Psy Story #5 :

Quand les parents pensent endurcir leurs enfants alors que leur comportement les fragilise.

Une famille vient en consultation pour son petit garçon qui manque de confiance en lui. Il est très timide, très renfermé, a toujours peur de mal faire, ne parle que très peu, et « fait » parfois des « crises » incompréhensibles.
Rapidement après le début de la séance, le papa dit de son fils : « Parfois il fait sa pignouse, depuis petit c’est un peureux, etc… ». Nous explorons ensemble les réactions du papa quand son fils exprime ses émotions. Je lui demande comment il réagit exactement quand son fils pleure ou a peur.
Sa réponse :
- « Si on s’écoute dans la vie, on ne s’en sort pas » « Pigner n’a jamais servi à rien » « Moi je n’ai pas envie que mon fils devienne quelqu’un de faible » « Il faut qu’il s’endurcisse ».
Ce papa énonce plus ou moins clairement la bonne intention qui se cache derrière ses comportements vis-à-vis de son fils : il souhaite le préparer au mieux à la dureté de la vie.
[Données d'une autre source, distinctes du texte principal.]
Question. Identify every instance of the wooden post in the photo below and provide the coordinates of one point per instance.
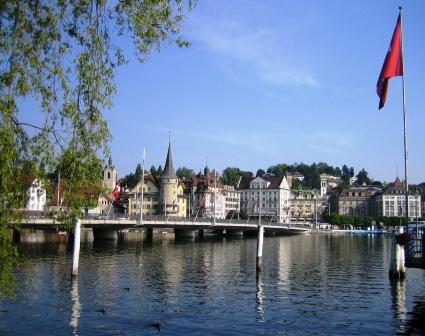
(260, 238)
(397, 267)
(76, 251)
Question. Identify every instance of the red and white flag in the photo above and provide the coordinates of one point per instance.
(393, 64)
(116, 191)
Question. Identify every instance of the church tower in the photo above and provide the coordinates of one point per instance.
(168, 187)
(109, 176)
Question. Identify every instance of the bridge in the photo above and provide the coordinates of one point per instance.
(116, 222)
(106, 228)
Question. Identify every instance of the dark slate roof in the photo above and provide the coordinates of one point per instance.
(168, 171)
(274, 181)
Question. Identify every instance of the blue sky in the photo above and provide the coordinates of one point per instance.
(268, 82)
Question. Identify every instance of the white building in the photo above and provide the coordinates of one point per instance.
(36, 195)
(392, 202)
(328, 182)
(306, 205)
(207, 195)
(232, 199)
(268, 197)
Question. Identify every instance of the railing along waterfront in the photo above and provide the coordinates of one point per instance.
(172, 219)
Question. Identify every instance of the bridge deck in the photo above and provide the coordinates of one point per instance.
(170, 222)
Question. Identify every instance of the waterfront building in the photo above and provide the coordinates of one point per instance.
(298, 176)
(392, 201)
(162, 195)
(357, 201)
(109, 181)
(328, 182)
(267, 196)
(36, 194)
(232, 199)
(209, 196)
(306, 205)
(150, 196)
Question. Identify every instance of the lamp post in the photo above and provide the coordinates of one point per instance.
(417, 213)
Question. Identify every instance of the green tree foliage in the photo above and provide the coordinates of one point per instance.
(278, 170)
(231, 176)
(260, 172)
(363, 178)
(62, 56)
(184, 172)
(297, 184)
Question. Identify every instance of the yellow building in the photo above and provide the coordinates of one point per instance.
(162, 195)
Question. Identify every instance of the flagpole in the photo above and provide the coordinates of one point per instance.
(404, 120)
(143, 185)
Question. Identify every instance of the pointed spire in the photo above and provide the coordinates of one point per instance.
(168, 171)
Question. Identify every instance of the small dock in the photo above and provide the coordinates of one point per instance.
(414, 251)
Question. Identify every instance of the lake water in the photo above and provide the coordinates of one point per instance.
(310, 284)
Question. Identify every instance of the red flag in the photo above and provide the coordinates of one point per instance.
(393, 64)
(116, 190)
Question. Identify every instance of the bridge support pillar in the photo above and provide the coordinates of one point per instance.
(397, 267)
(16, 235)
(149, 234)
(104, 234)
(234, 233)
(184, 233)
(76, 250)
(260, 238)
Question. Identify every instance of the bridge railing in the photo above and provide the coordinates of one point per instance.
(163, 218)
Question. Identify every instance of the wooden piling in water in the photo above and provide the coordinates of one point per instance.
(76, 250)
(397, 266)
(260, 238)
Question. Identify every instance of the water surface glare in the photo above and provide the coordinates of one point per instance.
(310, 284)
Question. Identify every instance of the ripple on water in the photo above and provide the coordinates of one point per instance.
(309, 285)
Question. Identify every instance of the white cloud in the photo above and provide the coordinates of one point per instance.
(258, 51)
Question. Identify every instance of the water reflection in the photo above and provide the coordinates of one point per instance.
(416, 318)
(76, 307)
(259, 298)
(311, 283)
(398, 292)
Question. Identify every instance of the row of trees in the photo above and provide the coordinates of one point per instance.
(231, 175)
(364, 221)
Il pense que ces phrases vont l’endurcir et donc qu’il souffrira moins et pourra mieux s’en sortir dans la vie.
Après avoir mis au jour son intention positive, nous avons vu ensemble les effets possibles que ces phrases pouvaient avoir sur son fils, et expliquer son manque de confiance en lui :
- « Votre fils ressent des émotions (peur, tristesse… : ce qui est normal). Quand il les exprime, vous lui signifiez que cela ne sert à rien, que c’est faible de les ressentir. Il peut donc se dire qu’il devrait s’empêcher de les ressentir, que ce n’est pas normal, qu’il est faible. »
Il paraît logique qu’à partir de là, il puisse développer une MAUVAISE ESTIME DE LUI :
Il peut commencer à se dire qu’il est NUL de ressentir des émotions, qu’il est FAIBLE, qu’il n’est PAS AIMABLE TEL QU’IL EST puisque s’il est spontané, s’il est lui-même en exprimant ce qu’il a dans son cœur, il comprend que ce n’est pas comme cela qu’il faut être. Il peut donc commencer à ne pas aimer, voire à détester la personne qu’il est.
Je vous laisse imaginer les conséquences que cela peut avoir sur l’estime de soi et l’amour de soi. Le comportement du papa qui voulait renforcer son fils peut au contraire l’affaiblir et le rendre plus vulnérable dans la vie. Parce qu’un enfant qui culpabilise de ses émotions peut grandir en ayant tendance à ne plus les écouter et devenir un adulte influençable ou qui ne sait pas ce qu’il veut parce qu’il n’a jamais appris à donner de l’importance ou du crédit à ce qu’il ressent.
Suite à nos échanges le papa a pris conscience que ces phrases pouvaient avoir des effets qu’ils ne souhaitaient pas sur son fils. Il a pu modifier certaines de ses réactions et les « crises » de son fils se sont apaisées d’elles-mêmes.
Bien sûr cette raison n’est pas la seule pour expliquer des réactions émotionnelles disproportionnées chez les enfants. Et bien sûr ce papa fait ce qu’il peut à un moment donné. Cette réaction vis-à-vis de son fils vient aussi parler de son rapport avec ses propres émotions. Lui a pu avancer dans la vie (selon ses critères) grâce au fait qu’il ne s’écoutait pas, ou il n’a pas eu le choix. Mais il est toujours intéressant de voir quelles sont les effets possibles de nos réactions face aux émotions des enfants. En tous cas je pense que l’on peut dire que plus les parents ont de bonnes relations avec leurs émotions et plus ils pourront accueillir avec bienveillance les émotions de leurs enfants, et moins elles jailliront comme un volcan en éruption à des moments inopportuns.

Merci à toutes les personnes ayant accepté que je partage un bout de leur histoire.